Cinco metros cuadrados

A comienzos de este siglo, la burbuja inmobiliaria española se infla gracias a la complicidad de la locura urbanística y la insensatez de hipotecas laxas que reparten las entidades bancarias. El aumento constante de los precios de la vivienda pasa de ser una apuesta segura a una auténtica especulación.

Pero hace una década la crisis dio una estocada a esta gran ilusión. Fue el pinchazo mortal a un gran globo que se escurrió de nuestras manos dejando a las constructoras endeudadas y sin compradores, mientras que los bancos cerraban los créditos y sus pares más débiles empezaban a quebrar.
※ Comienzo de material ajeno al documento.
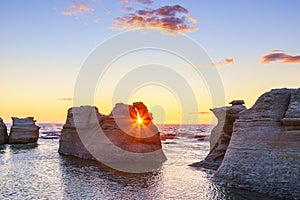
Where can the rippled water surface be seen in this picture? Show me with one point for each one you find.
(39, 172)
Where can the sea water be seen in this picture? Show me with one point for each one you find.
(39, 172)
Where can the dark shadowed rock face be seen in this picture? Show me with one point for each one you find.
(221, 134)
(91, 135)
(264, 151)
(3, 132)
(23, 131)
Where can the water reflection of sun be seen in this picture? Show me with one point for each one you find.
(139, 120)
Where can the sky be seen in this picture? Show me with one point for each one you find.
(253, 45)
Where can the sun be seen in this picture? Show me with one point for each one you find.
(139, 119)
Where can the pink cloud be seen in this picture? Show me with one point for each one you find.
(281, 57)
(169, 18)
(65, 99)
(226, 61)
(77, 9)
(144, 2)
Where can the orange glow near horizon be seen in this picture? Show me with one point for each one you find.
(139, 119)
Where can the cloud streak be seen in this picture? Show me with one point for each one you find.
(65, 99)
(281, 57)
(200, 113)
(226, 61)
(143, 2)
(77, 9)
(169, 18)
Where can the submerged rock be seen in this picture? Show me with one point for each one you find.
(264, 150)
(3, 132)
(125, 140)
(23, 130)
(221, 134)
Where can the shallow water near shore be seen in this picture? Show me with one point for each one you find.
(39, 172)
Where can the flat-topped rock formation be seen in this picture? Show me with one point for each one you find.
(3, 132)
(23, 130)
(264, 150)
(122, 140)
(221, 134)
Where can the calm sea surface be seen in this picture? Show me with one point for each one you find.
(39, 172)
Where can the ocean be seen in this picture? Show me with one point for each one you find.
(39, 172)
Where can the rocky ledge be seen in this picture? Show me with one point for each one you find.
(3, 132)
(127, 136)
(23, 131)
(264, 151)
(221, 134)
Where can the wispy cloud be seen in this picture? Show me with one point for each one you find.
(278, 55)
(65, 99)
(127, 9)
(169, 18)
(200, 113)
(226, 61)
(144, 2)
(108, 11)
(77, 9)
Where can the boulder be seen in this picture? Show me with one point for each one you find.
(264, 150)
(3, 132)
(23, 130)
(221, 134)
(125, 139)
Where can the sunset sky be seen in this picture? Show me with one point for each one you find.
(254, 45)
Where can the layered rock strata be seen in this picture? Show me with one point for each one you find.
(264, 151)
(221, 134)
(3, 132)
(127, 135)
(23, 130)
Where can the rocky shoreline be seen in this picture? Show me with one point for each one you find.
(22, 131)
(256, 149)
(263, 152)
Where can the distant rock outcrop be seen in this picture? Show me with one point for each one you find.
(127, 135)
(23, 130)
(264, 151)
(3, 132)
(221, 134)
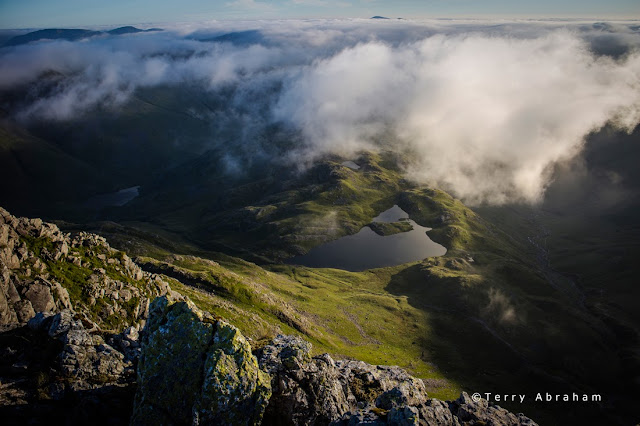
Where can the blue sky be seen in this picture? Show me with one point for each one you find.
(61, 13)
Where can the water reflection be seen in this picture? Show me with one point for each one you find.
(366, 249)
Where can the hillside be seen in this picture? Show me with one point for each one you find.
(86, 304)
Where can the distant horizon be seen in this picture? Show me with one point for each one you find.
(40, 14)
(204, 23)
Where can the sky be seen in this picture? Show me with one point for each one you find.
(484, 109)
(83, 13)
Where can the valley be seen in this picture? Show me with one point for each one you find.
(249, 193)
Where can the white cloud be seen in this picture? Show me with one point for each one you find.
(486, 110)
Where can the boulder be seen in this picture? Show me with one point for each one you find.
(196, 370)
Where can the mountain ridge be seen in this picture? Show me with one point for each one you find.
(70, 34)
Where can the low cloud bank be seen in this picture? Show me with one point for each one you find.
(484, 110)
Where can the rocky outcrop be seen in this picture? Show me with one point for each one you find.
(319, 391)
(78, 338)
(45, 270)
(60, 369)
(195, 369)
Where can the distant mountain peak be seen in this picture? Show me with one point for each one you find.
(70, 34)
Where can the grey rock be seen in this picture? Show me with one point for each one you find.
(201, 371)
(24, 311)
(40, 297)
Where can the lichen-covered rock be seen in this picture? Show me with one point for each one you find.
(43, 269)
(196, 370)
(320, 391)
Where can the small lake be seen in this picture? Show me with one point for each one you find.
(366, 249)
(113, 199)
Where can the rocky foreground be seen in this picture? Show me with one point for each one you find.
(88, 337)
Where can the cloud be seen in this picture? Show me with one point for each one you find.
(485, 109)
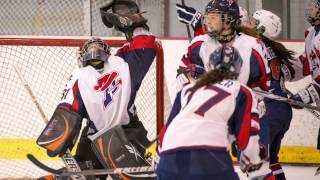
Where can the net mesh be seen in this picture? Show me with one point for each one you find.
(46, 69)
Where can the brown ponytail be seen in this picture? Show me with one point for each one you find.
(212, 77)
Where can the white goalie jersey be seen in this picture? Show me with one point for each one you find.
(207, 118)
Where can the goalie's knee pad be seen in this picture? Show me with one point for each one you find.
(61, 132)
(114, 150)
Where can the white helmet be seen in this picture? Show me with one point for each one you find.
(268, 23)
(244, 16)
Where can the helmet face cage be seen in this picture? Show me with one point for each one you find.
(267, 23)
(313, 18)
(226, 58)
(229, 10)
(93, 51)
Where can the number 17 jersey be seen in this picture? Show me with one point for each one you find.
(204, 120)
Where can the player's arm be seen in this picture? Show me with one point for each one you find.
(245, 125)
(260, 74)
(192, 17)
(191, 64)
(64, 126)
(297, 70)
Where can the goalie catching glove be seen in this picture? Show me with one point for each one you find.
(125, 17)
(308, 95)
(189, 15)
(61, 132)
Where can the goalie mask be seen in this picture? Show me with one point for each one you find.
(267, 23)
(94, 53)
(314, 13)
(221, 18)
(226, 58)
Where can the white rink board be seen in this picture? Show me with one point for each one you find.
(303, 124)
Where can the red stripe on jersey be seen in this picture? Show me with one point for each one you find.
(161, 135)
(190, 48)
(201, 30)
(142, 41)
(263, 81)
(244, 134)
(255, 117)
(305, 65)
(306, 33)
(138, 42)
(75, 91)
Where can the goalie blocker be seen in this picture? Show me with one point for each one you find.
(61, 132)
(114, 150)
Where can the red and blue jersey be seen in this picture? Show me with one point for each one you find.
(106, 98)
(206, 119)
(255, 71)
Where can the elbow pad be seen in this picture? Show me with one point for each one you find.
(61, 132)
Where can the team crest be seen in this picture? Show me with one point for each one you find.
(109, 84)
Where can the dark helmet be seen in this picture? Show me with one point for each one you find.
(225, 7)
(226, 58)
(94, 56)
(312, 19)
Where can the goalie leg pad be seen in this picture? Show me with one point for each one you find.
(114, 150)
(61, 132)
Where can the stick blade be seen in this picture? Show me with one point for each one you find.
(42, 166)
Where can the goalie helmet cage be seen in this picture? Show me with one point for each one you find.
(46, 63)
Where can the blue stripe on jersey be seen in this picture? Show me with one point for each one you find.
(258, 76)
(77, 104)
(174, 111)
(194, 55)
(139, 55)
(241, 118)
(175, 108)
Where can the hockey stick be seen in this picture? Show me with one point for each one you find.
(317, 171)
(286, 100)
(316, 114)
(187, 26)
(127, 170)
(67, 158)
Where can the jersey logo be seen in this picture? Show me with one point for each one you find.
(109, 84)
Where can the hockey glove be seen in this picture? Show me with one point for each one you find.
(61, 132)
(126, 23)
(193, 71)
(308, 95)
(189, 15)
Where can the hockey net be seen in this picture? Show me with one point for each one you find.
(45, 64)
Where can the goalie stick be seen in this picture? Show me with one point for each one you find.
(289, 101)
(67, 158)
(127, 170)
(187, 26)
(317, 171)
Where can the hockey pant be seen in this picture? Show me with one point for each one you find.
(194, 164)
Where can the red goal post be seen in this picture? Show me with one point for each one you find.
(46, 62)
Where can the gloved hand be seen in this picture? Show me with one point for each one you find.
(189, 15)
(193, 71)
(155, 161)
(296, 97)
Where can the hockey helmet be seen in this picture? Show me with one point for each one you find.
(226, 58)
(267, 23)
(94, 52)
(244, 16)
(228, 8)
(312, 18)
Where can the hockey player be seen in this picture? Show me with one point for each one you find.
(222, 20)
(309, 61)
(194, 142)
(267, 26)
(103, 91)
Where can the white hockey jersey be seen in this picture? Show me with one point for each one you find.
(107, 99)
(205, 119)
(255, 71)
Miles de personas, hipotecados o alquilados, padecieron la destrucción de empleo y se quedaban sin vivienda. Son los nuevos sin techo, aquellos que perdieron para siempre su propio hogar; y lo único que les queda es un cordón de deudas imposibles de cortar, convertidos ahora en pobres a perpetuidad.

El sueño perdido de la casa propia, arrasó con toda una generación, que vio esfumarse las historias felices de ascenso social y se quedó con una miserable tragedia de vergüenza. Hogares de treintañeros recién casados y familias con hijos menores de edad son los protagonistas indudables de esta fracasada historia inmobiliaria. Que bien se reflejan en la pareja de Alex y Virginia (Fernando Tejero y Malena Aleterio), en Cinco metros cuadrados (Max Lemcke, 2011); la familia nuclear de Sonia y Dani (Silvia Pérez Cruz e Ivan Massagué) junto a su hija de diez años, en Cerca de tu casa (Eduard Cortés, 2016); y la familia monoparental de Rocío y su hijo Adrián (Natalia de Molina y Jaime López), en Techo y comida (Julio Miguel del Castillo, 2015).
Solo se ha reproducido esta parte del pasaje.